Folks in tiny Copperhill, Tenn., aren't sure which was worse: the bankruptcy or the flood. Either way, the community of 450 on the Tennessee-Georgia line is in deep trouble.
For years, miners extracted ore from the Tennessee hills to make sulfuric acid. A good bit of the TNT used during World War II was made with sulfuric acid from Copperhill.
But by 1982, there was only one factory left, and tiny Copperhill was stuck with payments on a large sewage treatment plant, enough to handle 1 million gallons of waste a day. The problem: Copperhill, which only has 250 water customers, didn't have the money to pay off its construction loan, according to town Councilman Keith Ballew. The now-closed factory was to have been the primary user.
Copperhill offered to sell the plant, a 1958 fire truck and a 1958 garbage truck, to no avail. ("1958 was a good year for us," Mr. Ballew said.) Meanwhile, the construction loan on the sewage plant grew to$400,000. Copperhill couldn't even afford the interest payments.
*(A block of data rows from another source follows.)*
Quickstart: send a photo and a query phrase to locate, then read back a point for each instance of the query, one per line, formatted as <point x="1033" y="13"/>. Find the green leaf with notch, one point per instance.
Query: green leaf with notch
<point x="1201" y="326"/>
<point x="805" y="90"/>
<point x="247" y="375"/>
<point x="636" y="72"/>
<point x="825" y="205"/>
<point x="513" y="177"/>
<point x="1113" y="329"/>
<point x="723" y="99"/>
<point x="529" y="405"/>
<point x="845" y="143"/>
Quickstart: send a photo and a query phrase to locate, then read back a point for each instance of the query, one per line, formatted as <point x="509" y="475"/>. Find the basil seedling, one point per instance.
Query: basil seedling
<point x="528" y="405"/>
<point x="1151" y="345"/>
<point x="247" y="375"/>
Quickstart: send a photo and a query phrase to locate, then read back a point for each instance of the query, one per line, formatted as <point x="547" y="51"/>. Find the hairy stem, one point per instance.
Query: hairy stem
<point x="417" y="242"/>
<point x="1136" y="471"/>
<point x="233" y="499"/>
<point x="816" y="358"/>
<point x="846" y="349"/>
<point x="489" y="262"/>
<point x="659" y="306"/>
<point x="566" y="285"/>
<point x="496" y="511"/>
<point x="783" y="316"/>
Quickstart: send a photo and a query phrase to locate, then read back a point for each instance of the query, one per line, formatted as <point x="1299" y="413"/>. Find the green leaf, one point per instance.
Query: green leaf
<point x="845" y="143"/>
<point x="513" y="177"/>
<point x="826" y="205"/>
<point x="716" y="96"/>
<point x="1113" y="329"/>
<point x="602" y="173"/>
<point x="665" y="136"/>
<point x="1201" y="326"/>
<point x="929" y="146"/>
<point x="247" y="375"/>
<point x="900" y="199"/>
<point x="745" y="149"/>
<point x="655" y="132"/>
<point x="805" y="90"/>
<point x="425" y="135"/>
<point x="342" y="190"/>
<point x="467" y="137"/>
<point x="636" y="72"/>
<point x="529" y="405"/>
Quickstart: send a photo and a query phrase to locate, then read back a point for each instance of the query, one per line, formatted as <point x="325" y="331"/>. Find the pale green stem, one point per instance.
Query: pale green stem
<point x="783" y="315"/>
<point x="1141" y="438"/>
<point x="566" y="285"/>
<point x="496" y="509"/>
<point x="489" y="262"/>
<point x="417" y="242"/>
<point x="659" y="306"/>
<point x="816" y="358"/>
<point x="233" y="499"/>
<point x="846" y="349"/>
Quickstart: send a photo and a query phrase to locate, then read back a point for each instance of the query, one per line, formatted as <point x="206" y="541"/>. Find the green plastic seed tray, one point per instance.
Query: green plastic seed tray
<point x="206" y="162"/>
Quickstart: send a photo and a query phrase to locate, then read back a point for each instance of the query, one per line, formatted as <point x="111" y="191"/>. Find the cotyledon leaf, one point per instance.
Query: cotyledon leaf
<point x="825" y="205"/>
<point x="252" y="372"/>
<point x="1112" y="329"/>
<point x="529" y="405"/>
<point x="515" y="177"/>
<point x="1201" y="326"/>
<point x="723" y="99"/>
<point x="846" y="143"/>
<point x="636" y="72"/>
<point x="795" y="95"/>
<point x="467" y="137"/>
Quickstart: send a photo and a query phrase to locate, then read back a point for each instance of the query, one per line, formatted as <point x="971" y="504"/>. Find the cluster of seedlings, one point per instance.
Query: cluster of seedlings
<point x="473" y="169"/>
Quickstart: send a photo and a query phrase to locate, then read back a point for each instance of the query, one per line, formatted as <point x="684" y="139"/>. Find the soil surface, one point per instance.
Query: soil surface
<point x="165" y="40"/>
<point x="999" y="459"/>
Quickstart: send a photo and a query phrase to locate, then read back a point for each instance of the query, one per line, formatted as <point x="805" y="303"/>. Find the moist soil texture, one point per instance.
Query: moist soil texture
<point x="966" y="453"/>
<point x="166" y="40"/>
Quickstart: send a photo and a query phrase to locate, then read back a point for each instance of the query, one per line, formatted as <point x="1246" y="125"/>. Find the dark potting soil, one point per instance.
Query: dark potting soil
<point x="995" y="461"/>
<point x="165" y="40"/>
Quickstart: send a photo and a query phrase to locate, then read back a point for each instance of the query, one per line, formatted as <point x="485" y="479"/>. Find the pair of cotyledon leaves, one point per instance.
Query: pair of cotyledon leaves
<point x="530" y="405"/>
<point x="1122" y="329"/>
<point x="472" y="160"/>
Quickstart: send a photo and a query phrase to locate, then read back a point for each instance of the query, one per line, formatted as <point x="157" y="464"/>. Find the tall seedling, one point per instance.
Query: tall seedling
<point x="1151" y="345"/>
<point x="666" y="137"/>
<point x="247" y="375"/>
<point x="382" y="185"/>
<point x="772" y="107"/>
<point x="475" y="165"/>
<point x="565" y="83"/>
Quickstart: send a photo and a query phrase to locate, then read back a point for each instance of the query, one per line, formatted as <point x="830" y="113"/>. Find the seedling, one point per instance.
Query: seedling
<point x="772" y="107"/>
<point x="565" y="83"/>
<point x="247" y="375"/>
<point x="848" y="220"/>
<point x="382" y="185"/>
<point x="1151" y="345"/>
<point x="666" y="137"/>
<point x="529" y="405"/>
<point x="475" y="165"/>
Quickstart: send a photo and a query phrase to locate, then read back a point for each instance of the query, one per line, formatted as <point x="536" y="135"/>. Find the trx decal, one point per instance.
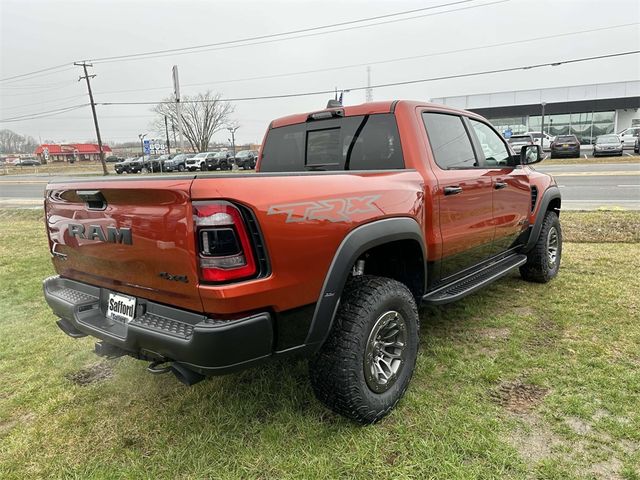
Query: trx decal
<point x="332" y="209"/>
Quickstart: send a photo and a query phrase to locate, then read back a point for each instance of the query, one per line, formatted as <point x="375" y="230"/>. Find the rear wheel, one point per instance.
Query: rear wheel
<point x="366" y="363"/>
<point x="543" y="261"/>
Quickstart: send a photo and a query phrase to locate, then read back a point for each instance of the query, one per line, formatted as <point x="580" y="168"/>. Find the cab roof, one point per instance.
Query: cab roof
<point x="386" y="106"/>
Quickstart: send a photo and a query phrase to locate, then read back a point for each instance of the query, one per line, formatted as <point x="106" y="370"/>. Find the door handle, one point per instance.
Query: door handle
<point x="452" y="190"/>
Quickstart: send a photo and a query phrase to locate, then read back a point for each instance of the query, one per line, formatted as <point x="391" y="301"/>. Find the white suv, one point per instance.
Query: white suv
<point x="197" y="162"/>
<point x="628" y="136"/>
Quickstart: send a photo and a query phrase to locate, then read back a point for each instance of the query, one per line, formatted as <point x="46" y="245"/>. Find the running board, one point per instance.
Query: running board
<point x="474" y="281"/>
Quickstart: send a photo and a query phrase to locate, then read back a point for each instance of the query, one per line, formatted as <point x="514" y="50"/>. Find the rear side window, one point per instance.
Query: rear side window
<point x="368" y="142"/>
<point x="449" y="141"/>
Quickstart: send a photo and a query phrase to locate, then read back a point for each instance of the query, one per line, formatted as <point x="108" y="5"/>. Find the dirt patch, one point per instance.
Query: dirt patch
<point x="92" y="374"/>
<point x="7" y="425"/>
<point x="524" y="311"/>
<point x="493" y="333"/>
<point x="578" y="426"/>
<point x="609" y="469"/>
<point x="534" y="441"/>
<point x="601" y="227"/>
<point x="518" y="397"/>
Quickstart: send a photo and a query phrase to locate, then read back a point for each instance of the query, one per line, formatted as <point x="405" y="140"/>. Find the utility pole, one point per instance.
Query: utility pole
<point x="176" y="91"/>
<point x="166" y="132"/>
<point x="542" y="126"/>
<point x="84" y="65"/>
<point x="232" y="130"/>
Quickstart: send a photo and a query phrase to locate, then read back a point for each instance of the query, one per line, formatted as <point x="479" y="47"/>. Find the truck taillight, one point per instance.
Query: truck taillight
<point x="224" y="249"/>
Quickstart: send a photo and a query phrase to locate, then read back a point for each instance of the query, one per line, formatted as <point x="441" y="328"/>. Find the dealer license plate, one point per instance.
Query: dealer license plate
<point x="121" y="307"/>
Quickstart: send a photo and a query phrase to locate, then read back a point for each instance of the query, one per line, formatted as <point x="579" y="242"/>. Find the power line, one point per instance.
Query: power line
<point x="378" y="62"/>
<point x="392" y="84"/>
<point x="35" y="73"/>
<point x="307" y="35"/>
<point x="154" y="54"/>
<point x="46" y="101"/>
<point x="273" y="35"/>
<point x="48" y="113"/>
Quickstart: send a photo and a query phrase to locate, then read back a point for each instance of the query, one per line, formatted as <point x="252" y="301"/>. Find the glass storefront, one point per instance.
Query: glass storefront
<point x="584" y="125"/>
<point x="517" y="125"/>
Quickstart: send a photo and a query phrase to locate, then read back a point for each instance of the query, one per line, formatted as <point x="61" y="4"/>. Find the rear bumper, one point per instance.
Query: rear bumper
<point x="204" y="344"/>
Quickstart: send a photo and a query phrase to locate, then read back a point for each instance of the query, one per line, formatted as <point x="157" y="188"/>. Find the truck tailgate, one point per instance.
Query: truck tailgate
<point x="133" y="236"/>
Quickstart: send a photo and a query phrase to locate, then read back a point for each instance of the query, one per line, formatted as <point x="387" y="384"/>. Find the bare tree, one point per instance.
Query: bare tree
<point x="202" y="115"/>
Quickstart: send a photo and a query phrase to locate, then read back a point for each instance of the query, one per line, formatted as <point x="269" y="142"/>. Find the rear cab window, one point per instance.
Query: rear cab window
<point x="364" y="142"/>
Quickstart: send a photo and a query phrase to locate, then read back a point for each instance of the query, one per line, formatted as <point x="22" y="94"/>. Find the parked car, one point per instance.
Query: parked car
<point x="628" y="136"/>
<point x="128" y="165"/>
<point x="29" y="162"/>
<point x="221" y="160"/>
<point x="519" y="141"/>
<point x="607" y="145"/>
<point x="209" y="274"/>
<point x="246" y="159"/>
<point x="546" y="142"/>
<point x="197" y="162"/>
<point x="177" y="163"/>
<point x="565" y="146"/>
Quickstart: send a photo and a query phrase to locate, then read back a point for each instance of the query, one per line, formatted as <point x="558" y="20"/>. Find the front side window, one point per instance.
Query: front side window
<point x="494" y="150"/>
<point x="449" y="141"/>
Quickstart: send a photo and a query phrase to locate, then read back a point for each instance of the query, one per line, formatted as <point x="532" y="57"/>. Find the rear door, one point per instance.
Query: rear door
<point x="133" y="236"/>
<point x="511" y="189"/>
<point x="465" y="194"/>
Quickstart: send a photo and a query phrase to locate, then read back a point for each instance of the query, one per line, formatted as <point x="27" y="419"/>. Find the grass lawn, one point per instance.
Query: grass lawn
<point x="518" y="381"/>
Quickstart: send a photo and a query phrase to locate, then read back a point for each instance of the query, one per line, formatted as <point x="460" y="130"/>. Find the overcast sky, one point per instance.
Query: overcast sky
<point x="40" y="34"/>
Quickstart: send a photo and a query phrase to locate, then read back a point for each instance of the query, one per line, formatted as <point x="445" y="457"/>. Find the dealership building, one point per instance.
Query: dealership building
<point x="584" y="110"/>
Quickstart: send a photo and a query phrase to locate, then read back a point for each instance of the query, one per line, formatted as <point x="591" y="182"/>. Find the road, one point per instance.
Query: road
<point x="583" y="186"/>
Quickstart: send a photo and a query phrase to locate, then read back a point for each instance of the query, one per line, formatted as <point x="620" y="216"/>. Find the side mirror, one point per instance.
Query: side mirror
<point x="530" y="154"/>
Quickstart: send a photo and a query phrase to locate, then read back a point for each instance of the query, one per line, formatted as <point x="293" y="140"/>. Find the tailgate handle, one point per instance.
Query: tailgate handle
<point x="93" y="198"/>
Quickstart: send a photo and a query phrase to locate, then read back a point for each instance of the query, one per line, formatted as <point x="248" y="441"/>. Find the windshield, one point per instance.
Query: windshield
<point x="519" y="138"/>
<point x="608" y="139"/>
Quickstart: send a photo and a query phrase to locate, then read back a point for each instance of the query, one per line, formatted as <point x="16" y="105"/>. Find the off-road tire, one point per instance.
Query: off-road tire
<point x="539" y="267"/>
<point x="337" y="371"/>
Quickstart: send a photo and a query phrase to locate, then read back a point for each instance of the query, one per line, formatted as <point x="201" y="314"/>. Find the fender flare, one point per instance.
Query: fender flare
<point x="357" y="242"/>
<point x="549" y="194"/>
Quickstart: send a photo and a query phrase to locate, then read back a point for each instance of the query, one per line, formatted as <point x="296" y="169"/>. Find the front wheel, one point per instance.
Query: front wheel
<point x="543" y="261"/>
<point x="366" y="363"/>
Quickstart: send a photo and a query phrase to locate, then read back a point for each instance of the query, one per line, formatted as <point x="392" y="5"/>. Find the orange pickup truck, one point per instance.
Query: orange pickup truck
<point x="355" y="217"/>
In 1987 Copperhill filed for municipal bankruptcy; then last year, a flood washed through town. Many businesses turned tail on Copperhill.
"We were just starting to see light when the flood came," said Mr. Ballew. "This will all take years to get resolved. But we're grateful for Chapter IX. If it hadn't been there, I don't know what we would have done. We'd have been in real trouble then."